Dan has a penchant for hale and hearty fare, and there is no greater pleasure than simply getting up from the table at GMW to select a bottle from the retail shelves and, with a small and fair corkage, instead open it there and then for consumption on the premises with your meal. Gallagher also hosts regular wine dinners and the next should be well worth the trip, an evening of very special Portuguese wines of Luis Seabra (Sept 27).
greenmanwines.ie
The Menu doesn’t get overly bogged down in listing awards doled out in the world of food and hospitality for they are many and very varied, ranging from the select few with any real credibility to a staggering amount of bottom feeders simply in the business to hoover up shekels from unsuspecting hospitality practitioners.
The Menu, however, is more than prepared to take the Irish Bar of the Year awards at face value and that is based alone on the list of very fine winners in 2023, including many in Cork and Munster which would easily crop up on his own list of personal favourites.
In this Rugby World Cup season, Best Bar To Watch The Match Gold Winner went to the Woolshed Baa & Grill, in Cork, while The Montenotte Hotel picked up gold for Best Designed Bar. The Locke, in Limerick, got the People’s Choice Award, while The Shelbourne on MacCurtain St thoroughly deserved its gold for Whiskey Bar of the Year.
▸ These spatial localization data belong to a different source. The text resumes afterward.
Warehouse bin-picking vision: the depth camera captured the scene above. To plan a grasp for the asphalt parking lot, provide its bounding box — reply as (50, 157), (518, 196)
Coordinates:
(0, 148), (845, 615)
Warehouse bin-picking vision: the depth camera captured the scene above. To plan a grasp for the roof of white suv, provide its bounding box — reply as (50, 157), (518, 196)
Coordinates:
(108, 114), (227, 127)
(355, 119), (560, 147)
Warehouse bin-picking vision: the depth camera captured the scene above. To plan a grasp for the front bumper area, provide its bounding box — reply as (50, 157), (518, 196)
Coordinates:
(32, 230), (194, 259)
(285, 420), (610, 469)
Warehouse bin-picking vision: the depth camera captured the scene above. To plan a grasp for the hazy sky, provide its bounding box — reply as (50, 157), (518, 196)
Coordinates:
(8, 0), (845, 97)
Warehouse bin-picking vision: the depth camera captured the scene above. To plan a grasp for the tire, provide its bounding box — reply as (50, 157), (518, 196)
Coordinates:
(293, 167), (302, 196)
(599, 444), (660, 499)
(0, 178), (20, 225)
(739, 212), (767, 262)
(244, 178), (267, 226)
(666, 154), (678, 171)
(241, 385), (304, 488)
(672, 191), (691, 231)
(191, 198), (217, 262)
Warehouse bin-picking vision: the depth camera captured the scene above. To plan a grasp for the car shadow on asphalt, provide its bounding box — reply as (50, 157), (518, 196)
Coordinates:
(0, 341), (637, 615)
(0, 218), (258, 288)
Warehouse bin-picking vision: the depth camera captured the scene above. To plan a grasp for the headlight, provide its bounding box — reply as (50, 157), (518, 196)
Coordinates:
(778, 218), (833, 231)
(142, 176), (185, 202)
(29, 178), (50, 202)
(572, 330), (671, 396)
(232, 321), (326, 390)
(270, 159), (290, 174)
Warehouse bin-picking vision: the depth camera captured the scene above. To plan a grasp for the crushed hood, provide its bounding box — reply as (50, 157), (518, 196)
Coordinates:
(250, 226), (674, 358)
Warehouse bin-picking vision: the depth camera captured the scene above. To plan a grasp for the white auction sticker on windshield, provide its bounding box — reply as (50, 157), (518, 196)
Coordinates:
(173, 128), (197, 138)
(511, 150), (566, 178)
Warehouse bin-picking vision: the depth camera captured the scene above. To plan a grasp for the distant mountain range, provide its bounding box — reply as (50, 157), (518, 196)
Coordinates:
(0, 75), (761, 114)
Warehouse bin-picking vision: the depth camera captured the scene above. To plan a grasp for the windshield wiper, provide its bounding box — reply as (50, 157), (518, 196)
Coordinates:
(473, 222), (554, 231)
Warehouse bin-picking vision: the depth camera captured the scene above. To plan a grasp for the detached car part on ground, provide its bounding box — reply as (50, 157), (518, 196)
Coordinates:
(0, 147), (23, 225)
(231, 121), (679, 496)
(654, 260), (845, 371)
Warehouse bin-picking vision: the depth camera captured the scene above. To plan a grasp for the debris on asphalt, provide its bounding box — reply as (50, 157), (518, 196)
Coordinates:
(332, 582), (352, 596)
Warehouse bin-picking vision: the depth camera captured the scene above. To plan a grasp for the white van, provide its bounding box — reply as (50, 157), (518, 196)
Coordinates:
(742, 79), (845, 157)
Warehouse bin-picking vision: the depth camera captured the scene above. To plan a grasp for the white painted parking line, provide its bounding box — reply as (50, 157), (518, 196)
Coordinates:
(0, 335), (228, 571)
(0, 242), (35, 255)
However, it was their near neighbour, Paladar, just around the corner on Bridge St, that truly triumphed on the night, with the new cocktail bar picking up Best Newcomer and crowning that achievement with the overall prize of Bar of the Year.
baroftheyear.ie
One of The Menu’s most favourite venues in Dublin is Overends Kitchen, sited as it is in the splendid Airfield Estate, a 38-acre working farm and gardens in Dublin City, so the prospect of an autumn/winter supper club hosted by Gather & Gather in the same venue has him sliding around in a puddle of his own drool.
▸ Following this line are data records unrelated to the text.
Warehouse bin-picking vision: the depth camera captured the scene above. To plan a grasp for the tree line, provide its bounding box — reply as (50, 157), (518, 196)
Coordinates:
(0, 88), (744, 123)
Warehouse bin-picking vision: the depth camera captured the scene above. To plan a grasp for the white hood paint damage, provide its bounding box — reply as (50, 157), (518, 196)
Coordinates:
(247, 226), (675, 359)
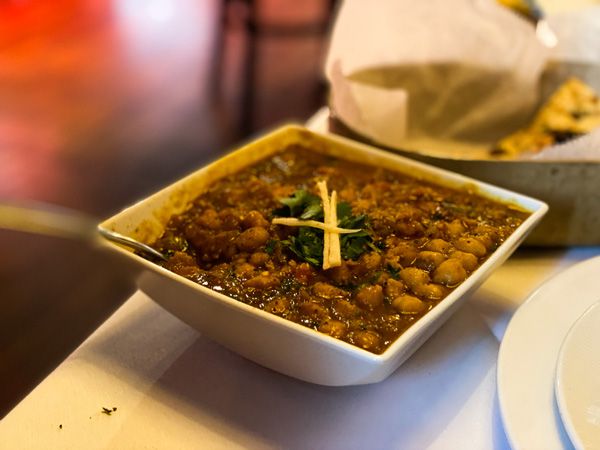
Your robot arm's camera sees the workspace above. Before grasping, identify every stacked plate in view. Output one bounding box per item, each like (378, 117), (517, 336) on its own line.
(498, 257), (600, 450)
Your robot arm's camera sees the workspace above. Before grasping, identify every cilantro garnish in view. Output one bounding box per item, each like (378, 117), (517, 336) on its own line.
(266, 189), (378, 267)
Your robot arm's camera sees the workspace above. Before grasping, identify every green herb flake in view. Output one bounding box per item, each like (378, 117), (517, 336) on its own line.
(102, 406), (117, 416)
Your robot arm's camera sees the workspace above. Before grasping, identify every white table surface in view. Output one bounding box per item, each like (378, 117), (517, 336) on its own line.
(0, 247), (600, 449)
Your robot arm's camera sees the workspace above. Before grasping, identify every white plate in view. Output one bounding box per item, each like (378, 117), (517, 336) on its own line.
(498, 257), (600, 450)
(555, 298), (600, 449)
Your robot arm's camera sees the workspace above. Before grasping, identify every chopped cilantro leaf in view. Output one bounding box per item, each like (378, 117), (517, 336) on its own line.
(274, 189), (379, 267)
(273, 189), (323, 220)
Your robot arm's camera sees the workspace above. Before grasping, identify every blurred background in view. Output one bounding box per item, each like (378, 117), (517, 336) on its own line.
(0, 0), (335, 418)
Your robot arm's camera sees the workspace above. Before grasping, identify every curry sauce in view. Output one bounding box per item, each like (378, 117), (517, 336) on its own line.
(153, 145), (530, 354)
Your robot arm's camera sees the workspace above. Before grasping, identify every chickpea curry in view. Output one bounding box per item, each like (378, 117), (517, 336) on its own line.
(153, 145), (530, 354)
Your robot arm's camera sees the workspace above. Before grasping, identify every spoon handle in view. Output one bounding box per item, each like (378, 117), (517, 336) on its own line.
(0, 203), (168, 261)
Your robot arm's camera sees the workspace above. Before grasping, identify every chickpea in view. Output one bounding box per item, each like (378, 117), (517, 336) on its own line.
(352, 252), (381, 277)
(411, 283), (446, 300)
(194, 208), (223, 230)
(248, 252), (271, 267)
(384, 242), (419, 269)
(450, 250), (479, 273)
(244, 272), (281, 291)
(433, 259), (467, 286)
(385, 278), (406, 298)
(354, 330), (381, 350)
(265, 298), (290, 315)
(333, 300), (360, 317)
(454, 238), (487, 258)
(294, 263), (312, 284)
(318, 319), (348, 339)
(356, 285), (383, 311)
(234, 263), (255, 280)
(400, 267), (431, 289)
(473, 234), (494, 250)
(242, 211), (270, 230)
(298, 302), (327, 319)
(415, 250), (446, 272)
(325, 260), (354, 284)
(446, 219), (467, 238)
(392, 295), (427, 314)
(424, 239), (452, 255)
(312, 281), (350, 299)
(235, 227), (270, 252)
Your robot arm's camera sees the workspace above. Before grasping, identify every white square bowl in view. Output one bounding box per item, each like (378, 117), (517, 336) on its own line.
(99, 125), (548, 386)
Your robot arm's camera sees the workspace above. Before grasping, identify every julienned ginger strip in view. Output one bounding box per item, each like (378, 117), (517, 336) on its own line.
(317, 181), (332, 270)
(272, 181), (360, 270)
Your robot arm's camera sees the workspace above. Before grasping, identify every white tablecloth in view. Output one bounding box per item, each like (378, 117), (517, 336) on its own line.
(0, 247), (600, 450)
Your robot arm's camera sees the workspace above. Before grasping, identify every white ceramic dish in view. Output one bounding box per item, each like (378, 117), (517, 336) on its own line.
(497, 257), (600, 450)
(100, 125), (547, 385)
(554, 302), (600, 449)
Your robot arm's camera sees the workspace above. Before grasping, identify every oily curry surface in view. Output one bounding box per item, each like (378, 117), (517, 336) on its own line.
(153, 145), (529, 354)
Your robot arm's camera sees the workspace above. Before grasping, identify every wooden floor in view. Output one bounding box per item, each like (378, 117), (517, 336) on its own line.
(0, 0), (331, 417)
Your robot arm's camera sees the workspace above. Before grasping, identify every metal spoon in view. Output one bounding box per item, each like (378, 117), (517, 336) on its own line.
(0, 203), (168, 261)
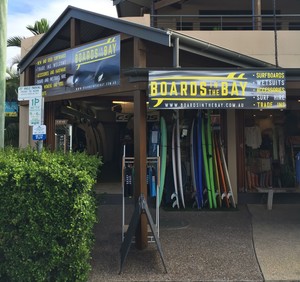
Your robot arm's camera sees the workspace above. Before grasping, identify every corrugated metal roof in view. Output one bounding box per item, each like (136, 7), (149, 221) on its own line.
(19, 6), (171, 72)
(19, 6), (275, 72)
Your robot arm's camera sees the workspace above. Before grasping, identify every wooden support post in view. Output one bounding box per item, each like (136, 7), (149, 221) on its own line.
(134, 91), (148, 249)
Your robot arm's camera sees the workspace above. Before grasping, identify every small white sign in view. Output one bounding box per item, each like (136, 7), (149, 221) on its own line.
(32, 124), (46, 140)
(18, 85), (42, 101)
(29, 97), (43, 125)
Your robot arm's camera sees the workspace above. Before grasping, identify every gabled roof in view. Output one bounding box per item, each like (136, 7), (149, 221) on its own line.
(19, 6), (171, 72)
(19, 6), (275, 72)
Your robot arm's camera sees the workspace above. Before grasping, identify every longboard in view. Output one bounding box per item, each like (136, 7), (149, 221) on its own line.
(201, 115), (212, 209)
(176, 110), (185, 208)
(171, 123), (180, 209)
(195, 111), (204, 208)
(219, 135), (236, 208)
(190, 119), (199, 208)
(206, 110), (217, 208)
(158, 117), (167, 205)
(214, 133), (229, 208)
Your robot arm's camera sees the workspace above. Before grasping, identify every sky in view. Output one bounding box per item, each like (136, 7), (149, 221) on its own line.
(7, 0), (117, 66)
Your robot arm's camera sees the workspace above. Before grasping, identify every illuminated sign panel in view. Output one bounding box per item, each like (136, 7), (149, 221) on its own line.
(35, 35), (120, 96)
(149, 70), (286, 109)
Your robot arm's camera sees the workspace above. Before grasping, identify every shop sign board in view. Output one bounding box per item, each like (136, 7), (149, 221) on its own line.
(29, 97), (43, 126)
(5, 101), (19, 117)
(18, 85), (42, 101)
(148, 70), (286, 110)
(32, 124), (46, 141)
(35, 35), (120, 96)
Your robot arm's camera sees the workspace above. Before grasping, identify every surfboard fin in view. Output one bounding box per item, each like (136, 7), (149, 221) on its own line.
(171, 193), (180, 209)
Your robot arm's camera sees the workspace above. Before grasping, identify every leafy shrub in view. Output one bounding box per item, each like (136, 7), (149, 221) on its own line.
(0, 148), (101, 281)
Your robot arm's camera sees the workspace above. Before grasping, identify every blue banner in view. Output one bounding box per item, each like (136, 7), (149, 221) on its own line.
(148, 70), (286, 109)
(35, 35), (120, 96)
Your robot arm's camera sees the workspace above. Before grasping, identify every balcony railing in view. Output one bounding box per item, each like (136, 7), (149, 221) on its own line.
(151, 14), (300, 30)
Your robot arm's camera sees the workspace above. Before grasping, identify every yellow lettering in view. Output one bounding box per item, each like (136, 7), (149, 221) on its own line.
(240, 82), (247, 96)
(170, 81), (178, 96)
(200, 81), (207, 96)
(221, 81), (228, 96)
(150, 81), (157, 96)
(190, 82), (197, 96)
(180, 81), (187, 96)
(231, 82), (239, 95)
(160, 82), (168, 96)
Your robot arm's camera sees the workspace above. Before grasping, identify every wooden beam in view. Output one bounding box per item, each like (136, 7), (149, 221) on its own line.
(133, 37), (148, 250)
(134, 91), (148, 250)
(70, 18), (80, 48)
(154, 0), (181, 10)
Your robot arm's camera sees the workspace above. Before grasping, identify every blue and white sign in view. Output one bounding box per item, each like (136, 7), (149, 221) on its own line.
(32, 124), (46, 141)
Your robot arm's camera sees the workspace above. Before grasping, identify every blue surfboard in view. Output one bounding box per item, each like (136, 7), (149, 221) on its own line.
(194, 111), (204, 208)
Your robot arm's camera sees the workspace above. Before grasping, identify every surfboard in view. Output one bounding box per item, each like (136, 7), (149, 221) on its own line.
(201, 117), (212, 209)
(176, 110), (185, 208)
(158, 117), (167, 206)
(171, 123), (180, 209)
(206, 110), (217, 208)
(212, 133), (222, 207)
(190, 119), (199, 205)
(219, 135), (236, 208)
(195, 111), (204, 208)
(214, 132), (229, 208)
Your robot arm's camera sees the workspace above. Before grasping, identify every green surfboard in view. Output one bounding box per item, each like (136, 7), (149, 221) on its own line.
(201, 113), (212, 209)
(158, 117), (167, 206)
(206, 111), (217, 208)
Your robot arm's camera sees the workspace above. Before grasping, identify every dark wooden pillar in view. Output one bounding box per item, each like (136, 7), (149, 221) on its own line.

Each evening sees a guest chef showcase their menu in collaboration with the team from Overends Kitchen and Airfield Estate where much of the produce on each evening will be sourced, and the lineup for 2023 includes Jordan Bailey with Majken Bech-Bailey, Surya Davies with Isobel Farrelly, and Jess Murphy.
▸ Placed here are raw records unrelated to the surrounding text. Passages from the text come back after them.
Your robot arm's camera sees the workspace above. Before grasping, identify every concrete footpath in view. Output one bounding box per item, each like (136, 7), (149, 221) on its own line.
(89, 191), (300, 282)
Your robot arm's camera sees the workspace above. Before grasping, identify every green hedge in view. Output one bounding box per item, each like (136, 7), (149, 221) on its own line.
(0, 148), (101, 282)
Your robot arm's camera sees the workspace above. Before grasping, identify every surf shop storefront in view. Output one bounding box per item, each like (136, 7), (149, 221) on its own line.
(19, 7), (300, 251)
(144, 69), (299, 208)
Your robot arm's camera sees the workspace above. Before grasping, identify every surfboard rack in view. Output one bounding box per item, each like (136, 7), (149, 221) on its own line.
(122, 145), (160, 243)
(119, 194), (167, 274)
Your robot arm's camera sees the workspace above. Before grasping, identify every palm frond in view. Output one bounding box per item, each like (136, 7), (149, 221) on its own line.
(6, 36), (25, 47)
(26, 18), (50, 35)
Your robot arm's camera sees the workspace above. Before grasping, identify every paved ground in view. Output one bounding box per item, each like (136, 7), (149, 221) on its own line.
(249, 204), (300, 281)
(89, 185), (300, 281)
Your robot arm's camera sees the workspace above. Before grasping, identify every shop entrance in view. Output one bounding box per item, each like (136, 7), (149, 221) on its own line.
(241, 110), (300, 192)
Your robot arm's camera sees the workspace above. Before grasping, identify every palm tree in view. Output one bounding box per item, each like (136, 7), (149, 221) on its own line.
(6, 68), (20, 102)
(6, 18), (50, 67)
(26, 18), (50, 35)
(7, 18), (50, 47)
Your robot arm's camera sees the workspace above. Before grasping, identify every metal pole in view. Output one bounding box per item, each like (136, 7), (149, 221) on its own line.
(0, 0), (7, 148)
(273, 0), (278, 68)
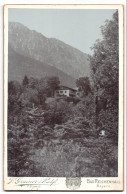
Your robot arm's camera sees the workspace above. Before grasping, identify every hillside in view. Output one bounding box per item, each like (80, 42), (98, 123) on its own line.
(8, 22), (89, 78)
(8, 45), (75, 88)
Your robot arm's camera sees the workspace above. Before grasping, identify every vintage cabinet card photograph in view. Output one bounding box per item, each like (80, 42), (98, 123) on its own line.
(4, 5), (124, 191)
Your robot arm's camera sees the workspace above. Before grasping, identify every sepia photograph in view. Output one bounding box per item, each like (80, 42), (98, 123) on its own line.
(4, 5), (123, 190)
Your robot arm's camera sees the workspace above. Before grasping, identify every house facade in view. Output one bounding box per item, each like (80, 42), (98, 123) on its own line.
(54, 86), (77, 97)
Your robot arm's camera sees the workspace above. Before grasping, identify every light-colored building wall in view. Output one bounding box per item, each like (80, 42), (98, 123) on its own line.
(55, 90), (69, 97)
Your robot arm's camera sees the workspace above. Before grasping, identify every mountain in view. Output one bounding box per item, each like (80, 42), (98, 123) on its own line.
(8, 22), (89, 79)
(8, 44), (76, 88)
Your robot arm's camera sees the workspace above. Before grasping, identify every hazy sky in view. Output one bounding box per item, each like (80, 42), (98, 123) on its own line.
(8, 8), (115, 54)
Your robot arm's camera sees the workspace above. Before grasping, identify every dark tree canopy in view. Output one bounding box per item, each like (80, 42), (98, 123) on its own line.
(90, 12), (119, 105)
(76, 77), (91, 96)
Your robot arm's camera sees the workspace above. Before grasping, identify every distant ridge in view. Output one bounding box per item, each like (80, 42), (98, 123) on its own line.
(8, 22), (89, 78)
(8, 44), (76, 88)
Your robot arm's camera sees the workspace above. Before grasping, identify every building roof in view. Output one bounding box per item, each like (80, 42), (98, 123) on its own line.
(57, 85), (77, 91)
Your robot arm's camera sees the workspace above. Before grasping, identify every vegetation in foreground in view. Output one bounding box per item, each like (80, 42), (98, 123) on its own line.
(8, 12), (119, 177)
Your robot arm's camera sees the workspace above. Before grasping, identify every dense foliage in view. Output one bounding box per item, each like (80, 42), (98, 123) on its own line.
(8, 12), (119, 177)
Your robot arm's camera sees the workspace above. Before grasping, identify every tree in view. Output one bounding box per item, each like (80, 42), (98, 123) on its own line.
(48, 77), (60, 96)
(22, 75), (29, 86)
(76, 77), (91, 96)
(90, 11), (119, 137)
(90, 12), (119, 106)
The Menu was extremely privileged to host the wonderful husband and wife pairing of Jordan Bailey and Majken Bech-Bailey at his Grub Circus extravaganza, at All Together Now, in Co Waterford this August.
The duo, most recently of Aimsir, where they earned the restaurant a staggering two Michelin stars within six months of opening, now operate their own hospitality and events consultancy, Bech-Bailey, and will stage a five-course feast menu for a special two-night residency (September 29 & 30) at Overends.
airfield.ie/overends-kitchen/

The Menu’s diet ebbs and flows with the seasons and a recent drop in the temperature has him once more dipping his toes into the hot bath of comfort that comes with more wintery fare.
So the fresh produce of his summer breakfast went by the wayside on an especially wild and blustery morning when he wrapped his paws around a big bowl-sized mug of café au lait and chomped on hot sourdough toast, dripping with melting butter and smeared with marmalade. An especially fine classic Seville Orange Marmalade, from JamShack, in Wicklow, was his choice; they do a very nice line of preserves. Set to perfection, still retaining a wobble on the spoon but never likely to split or run, and sublimely sugared someway south of excess so that bittersweet citric orange flavour combo dances divinely across the palate, this marmalade is perfection indeed!